The daughter of director Sam Wood, K. T. Stevens enjoyed a long and successful career in acting.  She died in 1994.

Leonard Lyons was a Pulitzer-nominated columnist based in New York.  He died in 1976.

Wednesday, May 21, 2014

Target Practice


Those frequent gun shots on The Adventures of the Thin Man have finally had their effect on actress Elspeth Eric--she's acquired a 22-calibre rifle and is shooting it out on her own.  Another radio refugee from the whodunits, Stacy Harris, gifted the rifle to Miss Eric, and the two can be seen out on the countryside these fall mornings, taking pot shots at tin cans, rocks, and assorted vegetable and mineral targets.  "No birds or animals," says Miss Eric. "Too gruesome!"

-Harrisburg (PA) Telegraph Nov. 9, 1946

Born in 1907, Elspeth Eric was a successful radio actress and writer.  She died in 1993.



Saturday, May 10, 2014

Cheers Grow Dim and Colors Fade for Artist-Athlete, Critically Ill


Artist-Athlete Is Losing Hope
A serious illness has almost stripped from the heart of Stanley D. Harris, 20 year-old Roosevelt High School graduate, the will to live.  Until a few days ago young Harris, who lies in critical condition in Swedish Hospital, was taxed to find the time to do all the living he wanted to enjoy.

Artist and athlete, Harris is a curious combination of robust directness and quiet subtlety.  In high school, he alternated between playing football and lying on Seattle docks, sketching ships in quiet moods.  On other occasions he spent hilarious, voluble moments as Roosevelt's cheer leader.

He didn't like leading leather-lunged students in wild cries.  He felt it was "sissy."  But he found nothing "sissy" in several outlets of his artistic nature, carving figures in soap, and during the winter, in snow; making sketches and paintings.
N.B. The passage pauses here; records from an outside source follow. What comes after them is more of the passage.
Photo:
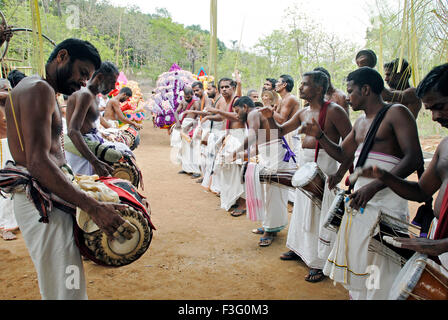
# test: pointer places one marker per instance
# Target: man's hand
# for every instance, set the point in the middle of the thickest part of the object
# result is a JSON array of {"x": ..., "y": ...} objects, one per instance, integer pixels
[
  {"x": 267, "y": 112},
  {"x": 361, "y": 197},
  {"x": 334, "y": 180},
  {"x": 110, "y": 222},
  {"x": 311, "y": 129},
  {"x": 102, "y": 169}
]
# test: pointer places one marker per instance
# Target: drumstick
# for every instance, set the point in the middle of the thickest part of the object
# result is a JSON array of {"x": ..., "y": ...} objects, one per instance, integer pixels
[{"x": 393, "y": 242}]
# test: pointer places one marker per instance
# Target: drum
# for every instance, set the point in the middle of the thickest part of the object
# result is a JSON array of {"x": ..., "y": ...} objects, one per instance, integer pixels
[
  {"x": 132, "y": 137},
  {"x": 311, "y": 181},
  {"x": 127, "y": 169},
  {"x": 95, "y": 245},
  {"x": 420, "y": 279}
]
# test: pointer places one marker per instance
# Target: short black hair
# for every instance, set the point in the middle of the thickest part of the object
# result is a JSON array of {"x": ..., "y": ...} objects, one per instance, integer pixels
[
  {"x": 393, "y": 65},
  {"x": 127, "y": 91},
  {"x": 272, "y": 81},
  {"x": 367, "y": 76},
  {"x": 232, "y": 82},
  {"x": 15, "y": 76},
  {"x": 245, "y": 100},
  {"x": 198, "y": 84},
  {"x": 319, "y": 79},
  {"x": 371, "y": 57},
  {"x": 106, "y": 68},
  {"x": 436, "y": 79},
  {"x": 78, "y": 50},
  {"x": 289, "y": 82}
]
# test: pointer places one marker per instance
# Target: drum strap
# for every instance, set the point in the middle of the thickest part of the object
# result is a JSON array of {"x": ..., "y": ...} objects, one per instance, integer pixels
[
  {"x": 322, "y": 118},
  {"x": 370, "y": 139}
]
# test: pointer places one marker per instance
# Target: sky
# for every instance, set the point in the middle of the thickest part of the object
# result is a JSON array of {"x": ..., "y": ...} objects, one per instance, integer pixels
[{"x": 249, "y": 20}]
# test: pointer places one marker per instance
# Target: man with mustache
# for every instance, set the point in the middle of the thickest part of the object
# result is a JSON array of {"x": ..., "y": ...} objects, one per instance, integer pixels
[
  {"x": 34, "y": 137},
  {"x": 433, "y": 90},
  {"x": 82, "y": 114}
]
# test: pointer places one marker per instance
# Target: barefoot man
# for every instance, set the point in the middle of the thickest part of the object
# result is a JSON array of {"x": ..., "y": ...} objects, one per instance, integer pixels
[
  {"x": 113, "y": 112},
  {"x": 34, "y": 137},
  {"x": 304, "y": 232},
  {"x": 82, "y": 113},
  {"x": 434, "y": 94},
  {"x": 394, "y": 147}
]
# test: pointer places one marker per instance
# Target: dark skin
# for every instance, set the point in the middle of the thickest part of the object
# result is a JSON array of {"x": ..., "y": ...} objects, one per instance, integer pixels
[
  {"x": 113, "y": 110},
  {"x": 82, "y": 112},
  {"x": 337, "y": 125},
  {"x": 435, "y": 178},
  {"x": 40, "y": 127},
  {"x": 401, "y": 92},
  {"x": 396, "y": 136}
]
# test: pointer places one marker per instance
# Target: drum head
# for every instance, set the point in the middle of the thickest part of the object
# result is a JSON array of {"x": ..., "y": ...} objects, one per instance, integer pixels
[
  {"x": 124, "y": 170},
  {"x": 120, "y": 252},
  {"x": 408, "y": 277},
  {"x": 305, "y": 174}
]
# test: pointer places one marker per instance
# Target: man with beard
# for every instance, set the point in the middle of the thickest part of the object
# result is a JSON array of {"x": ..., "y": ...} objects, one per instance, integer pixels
[
  {"x": 34, "y": 137},
  {"x": 186, "y": 122},
  {"x": 82, "y": 114},
  {"x": 226, "y": 176},
  {"x": 433, "y": 90},
  {"x": 305, "y": 232},
  {"x": 113, "y": 112},
  {"x": 394, "y": 147},
  {"x": 400, "y": 90}
]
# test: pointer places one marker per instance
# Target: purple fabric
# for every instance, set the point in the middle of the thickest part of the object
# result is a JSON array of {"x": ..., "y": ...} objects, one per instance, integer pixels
[{"x": 289, "y": 153}]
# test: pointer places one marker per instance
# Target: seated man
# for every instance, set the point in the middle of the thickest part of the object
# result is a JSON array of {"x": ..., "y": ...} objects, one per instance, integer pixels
[{"x": 113, "y": 112}]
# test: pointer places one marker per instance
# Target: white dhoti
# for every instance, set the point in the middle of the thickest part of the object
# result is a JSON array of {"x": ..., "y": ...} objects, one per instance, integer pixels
[
  {"x": 231, "y": 188},
  {"x": 52, "y": 248},
  {"x": 271, "y": 156},
  {"x": 214, "y": 143},
  {"x": 7, "y": 219},
  {"x": 304, "y": 227},
  {"x": 350, "y": 262},
  {"x": 190, "y": 160}
]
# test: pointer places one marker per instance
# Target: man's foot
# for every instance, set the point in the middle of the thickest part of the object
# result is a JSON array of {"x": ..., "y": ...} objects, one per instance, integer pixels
[
  {"x": 290, "y": 255},
  {"x": 7, "y": 235},
  {"x": 315, "y": 275},
  {"x": 238, "y": 212},
  {"x": 266, "y": 241}
]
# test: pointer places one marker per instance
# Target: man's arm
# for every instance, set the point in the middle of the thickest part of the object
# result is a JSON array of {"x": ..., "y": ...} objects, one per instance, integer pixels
[
  {"x": 36, "y": 127},
  {"x": 82, "y": 104}
]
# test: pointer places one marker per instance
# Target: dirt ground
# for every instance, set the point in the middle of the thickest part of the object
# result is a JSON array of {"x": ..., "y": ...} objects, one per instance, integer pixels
[{"x": 198, "y": 252}]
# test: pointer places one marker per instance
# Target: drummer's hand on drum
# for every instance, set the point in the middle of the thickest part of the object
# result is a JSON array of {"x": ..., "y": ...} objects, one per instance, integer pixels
[
  {"x": 362, "y": 196},
  {"x": 334, "y": 180},
  {"x": 423, "y": 245},
  {"x": 311, "y": 129},
  {"x": 267, "y": 112},
  {"x": 102, "y": 169},
  {"x": 105, "y": 216}
]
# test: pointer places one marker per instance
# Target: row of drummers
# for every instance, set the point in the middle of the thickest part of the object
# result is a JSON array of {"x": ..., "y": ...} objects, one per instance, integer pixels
[{"x": 352, "y": 247}]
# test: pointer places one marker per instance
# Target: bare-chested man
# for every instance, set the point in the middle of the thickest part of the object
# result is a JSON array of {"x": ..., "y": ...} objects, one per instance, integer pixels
[
  {"x": 396, "y": 149},
  {"x": 225, "y": 176},
  {"x": 434, "y": 94},
  {"x": 34, "y": 137},
  {"x": 333, "y": 94},
  {"x": 400, "y": 90},
  {"x": 186, "y": 121},
  {"x": 305, "y": 234},
  {"x": 82, "y": 113},
  {"x": 113, "y": 112}
]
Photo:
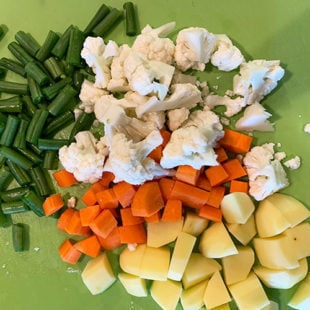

Physicians at Swedish Hospital planned today to give the youth a little milk.  Recently he had been fed through the veins.  The youth's mother, Mrs. David Harris, 7803 W. Green Lake Way, took heart at that news, she said.

Only last Monday her son said to her: "Mother, I don't think I want to live.  I want to kiss you good-bye."

The hopeless tone in his voice, the tired look in his eyes, discouraged Mrs. Harris.  It sounded so unlike the virile son who used to stride about the house in his corduroys, eager for whatever he planned to do next.

Parents do Leading

If Stanley Harris isn't interested in life anymore--if the zest has been taken away from him by the long, dreary twenty days since his operation after he suffered a burst appendix--Stanley Harris' parents are doing the cheer-leading and cheering for their sick son.  They've taken a houseboat along Westlake Avenue, where bright sunlight streams across the decks of dozens of ships that would make fine subjects for the youth who likes to sketch and paint them.

Young Harris learned to draw and paint without instruction.  He engaged in art work, swimming and amateur acting with equal enthusiasm.  He graduated from Roosevelt last year, and since then has been doing whatever he could find in the way of work.  Stanley Harris may face another operation in a few days, but he doesn't know it yet.  That is best.  He is already too indifferent to his future for his physical good.


-Seattle Daily Times Apr. 16, 1936

Tuesday, May 6, 2014

Dragnet, April 26, 1954



Stacy Harris pops up as a used car dealer in the Dragnet comic strip dated April 26, 1954.  
This time the artist is Mel Keefer.  

Sunday, March 23, 2014

Actor Moved By Applause




HOLLYWOOD--Sixty cast and crew members on 20th Century-Fox's Return to Peyton Place set paid Stacy Harris one of the highest tributes an actor can earn when they broke into spontaneous applause for his dramatic performance in an emotional scene.

Stacy, playing Leslie Harrington in the daytime NBC-TV drama, was deeply moved.

"I starred as a Broadway actor, won a New York Critics' Award, have 20 motion pictures to my credit and appeared in 350 television shows," he said.  "But never have I received such an ovation from my co-workers."



-Abilene (TX) Reporter News Apr. 8, 1973

This article was published posthumously.